Highlighting Environmental Degradation

Shifting baseline syndrome, where new generations’ thresholds for environmental degradation are continually lowered, means many of us don’t realise that the sea used to be full of life, or that the bush was full of birds. To take action, people often need to feel the loss. That’s why Live Ocean Foundation funded Songs of the Sea, a video series created by New Zealand Geographic, to show people what the Hauraki Gulf used to be like.

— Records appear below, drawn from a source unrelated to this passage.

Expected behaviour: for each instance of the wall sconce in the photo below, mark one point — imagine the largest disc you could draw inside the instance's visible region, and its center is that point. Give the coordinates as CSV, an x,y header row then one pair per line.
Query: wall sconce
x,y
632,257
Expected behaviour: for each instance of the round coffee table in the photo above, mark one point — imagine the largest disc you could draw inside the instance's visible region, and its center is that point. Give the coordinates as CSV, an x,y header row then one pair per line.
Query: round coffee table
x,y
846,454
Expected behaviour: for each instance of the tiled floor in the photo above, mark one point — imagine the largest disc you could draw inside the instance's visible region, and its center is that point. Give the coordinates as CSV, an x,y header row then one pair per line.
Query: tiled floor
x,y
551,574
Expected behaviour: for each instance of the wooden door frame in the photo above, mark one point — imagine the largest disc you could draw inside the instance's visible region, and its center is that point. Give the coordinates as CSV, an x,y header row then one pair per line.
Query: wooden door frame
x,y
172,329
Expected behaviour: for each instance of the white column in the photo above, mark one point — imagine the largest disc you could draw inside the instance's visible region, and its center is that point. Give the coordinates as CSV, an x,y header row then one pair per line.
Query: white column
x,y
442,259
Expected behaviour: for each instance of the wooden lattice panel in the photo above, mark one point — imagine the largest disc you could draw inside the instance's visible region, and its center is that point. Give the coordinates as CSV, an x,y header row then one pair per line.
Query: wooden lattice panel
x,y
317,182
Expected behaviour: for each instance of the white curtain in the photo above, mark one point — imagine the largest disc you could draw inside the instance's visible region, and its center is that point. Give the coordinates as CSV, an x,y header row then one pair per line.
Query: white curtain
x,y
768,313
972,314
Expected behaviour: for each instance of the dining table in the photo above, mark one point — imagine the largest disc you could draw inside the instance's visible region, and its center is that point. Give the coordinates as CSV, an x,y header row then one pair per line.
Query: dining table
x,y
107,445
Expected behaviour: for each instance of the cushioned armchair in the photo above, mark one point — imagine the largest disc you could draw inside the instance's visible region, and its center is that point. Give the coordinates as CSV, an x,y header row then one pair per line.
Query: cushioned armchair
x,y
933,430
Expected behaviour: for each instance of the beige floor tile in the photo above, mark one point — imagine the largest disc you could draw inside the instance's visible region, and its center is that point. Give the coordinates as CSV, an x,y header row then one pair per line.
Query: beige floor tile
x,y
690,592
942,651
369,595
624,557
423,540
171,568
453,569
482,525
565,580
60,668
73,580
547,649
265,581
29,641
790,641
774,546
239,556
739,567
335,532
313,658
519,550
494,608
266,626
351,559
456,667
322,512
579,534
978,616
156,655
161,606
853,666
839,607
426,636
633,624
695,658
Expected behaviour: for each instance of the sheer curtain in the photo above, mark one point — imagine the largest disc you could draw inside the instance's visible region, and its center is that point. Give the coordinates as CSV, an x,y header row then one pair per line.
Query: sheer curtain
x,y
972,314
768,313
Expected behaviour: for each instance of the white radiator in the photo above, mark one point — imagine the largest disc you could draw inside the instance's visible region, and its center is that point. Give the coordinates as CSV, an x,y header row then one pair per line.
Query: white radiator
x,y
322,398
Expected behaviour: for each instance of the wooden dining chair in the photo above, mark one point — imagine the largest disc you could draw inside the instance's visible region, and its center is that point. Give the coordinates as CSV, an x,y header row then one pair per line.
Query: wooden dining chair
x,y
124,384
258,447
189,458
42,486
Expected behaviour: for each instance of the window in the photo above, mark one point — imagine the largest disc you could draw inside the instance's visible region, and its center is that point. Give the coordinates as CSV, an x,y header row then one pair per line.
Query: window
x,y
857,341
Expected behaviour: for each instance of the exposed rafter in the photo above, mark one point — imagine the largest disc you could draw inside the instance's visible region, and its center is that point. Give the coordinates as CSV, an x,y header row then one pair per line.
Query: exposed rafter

It is also working with New Zealand Geographic to fund a project called Seascape, which aims to map ecologically important areas of the seafloor using new technology. Other projects include funding research by the University of Auckland into the southern right whale and the Southern Seabirds Solutions Trust’s work on finding ways to protect the threatened Antipodean Albatross, as well as supporting the University of Auckland with their critical research into kelp regeneration and blue carbon.

To have a healthy future, we need a healthy ocean. And the more you know about the ocean’s current plight, the more depressing it can get. But we’ve fixed things before and Paterson believes we can fix this problem, too.

“We’re relentless optimists. We have to be.”